Por principio y de hecho el materialismo excluye radicalmente la presencia y la acción de Dios, que es Espíritu, en el mundo y, sobre todo, en el hombre por la razón fundamental de que no acepta su existencia, al ser un sistema esencial y programáticamente ateo. Es el fenómeno impresionante de nuestro tiempo al que el Concilio Vaticano II ha dedicado algunas páginas significativas: el ateísmo.[242] Aunque no se puede hablar del ateísmo de modo unívoco, ni se le puede reducir exclusivamente a la filosofía materialista dado que existen varias especies de ateísmo y quizás puede decirse que a menudo se usa esta palabra de modo equívoco sin embargo es cierto que un materialismo verdadero y propio entendido como teoría explica la realidad y tomado como principio clave de la acción personal y social, tiene carácter ateo. El horizonte de los valores y de los fines de la praxis, que él delimita, está íntimamente unido a la interpretación de toda la realidad como «materia». Si a veces habla también del «espíritu» y de las «cuestiones del espíritu», por ejemplo en el campo de la cultura o de la moral, lo hace solamente porque considera algunos hechos como derivados (epifenómenos) de la materia, la cual según este sistema es la forma única y exclusiva del ser. De aquí se sigue que, según esta interpretación, la religión puede ser entendida solamente como una especie de «ilusión idealista» que ha de ser combatida con los modos y métodos más oportunos según los lugares y circunstancias históricas, para eliminarlas de la sociedad y del corazón mismo del hombre.
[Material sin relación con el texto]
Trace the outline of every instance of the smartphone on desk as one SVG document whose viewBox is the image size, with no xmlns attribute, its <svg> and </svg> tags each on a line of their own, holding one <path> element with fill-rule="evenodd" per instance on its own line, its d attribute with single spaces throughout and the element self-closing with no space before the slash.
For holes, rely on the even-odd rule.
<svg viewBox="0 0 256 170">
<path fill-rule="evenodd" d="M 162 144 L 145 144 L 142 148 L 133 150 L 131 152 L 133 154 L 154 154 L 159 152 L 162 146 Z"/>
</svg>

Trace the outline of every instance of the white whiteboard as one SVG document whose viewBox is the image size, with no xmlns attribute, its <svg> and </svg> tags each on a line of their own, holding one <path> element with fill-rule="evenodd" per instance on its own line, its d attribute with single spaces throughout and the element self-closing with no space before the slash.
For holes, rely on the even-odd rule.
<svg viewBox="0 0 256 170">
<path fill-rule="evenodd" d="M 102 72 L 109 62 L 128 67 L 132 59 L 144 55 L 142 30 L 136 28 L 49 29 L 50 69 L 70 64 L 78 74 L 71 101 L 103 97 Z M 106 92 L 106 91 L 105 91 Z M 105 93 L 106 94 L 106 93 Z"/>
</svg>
Se puede decir, por tanto, que el materialismo es el desarrollo sistemático y coherente de aquella «resistencia» y oposición denunciados por San Pablo con estas palabras: «La carne tiene apetencias contrarias al espíritu». Este conflicto es, sin embargo, recíproco como lo pone de relieve el Apóstol en la segunda parte de su máxima: «El espíritu tiene apetencias contrarias a la carne». El que quiere vivir según el Espíritu, aceptando y correspondiendo a su acción salvífica, no puede dejar de rechazar las tendencias y pretenciones internas y externas de la «carne», incluso en su expresión ideológica e histórica de «materialismo» antirreligioso. En esta perspectiva tan característica de nuestro tiempo se deben subrayar las «apetencias del espíritu» en los preparativos del gran Jubileo, como llamadas que resuenan en la noche de un nuevo tiempo de adviento, donde al final, como hace dos mil años, «todos verán la salvación de Dios».[243] Esta es una posibilidad y una esperanza que la Iglesia confía a los hombres de hoy. Ella sabe que el encuentro-choque entre las «apetencias contrarias al espíritu» que caracterizan tantos aspectos de la civilización contemporánea, especialmente en algunos de sus ámbitos¾ y las «apetencias contrarias a la carne», con el acercamiento de Dios, con su encarnación, con su comunicación siempre nueva del Espíritu Santo, puede representar en muchos casos un carácter dramático y terminar en nuevas derrotas humanas. Pero ella cree firmemente que, por parte de Dios, existe siempre una comunicación salvífica, una venida salvífica y, si acaso, un salvífico «convencer en lo referente al pecado» por obra del Espíritu.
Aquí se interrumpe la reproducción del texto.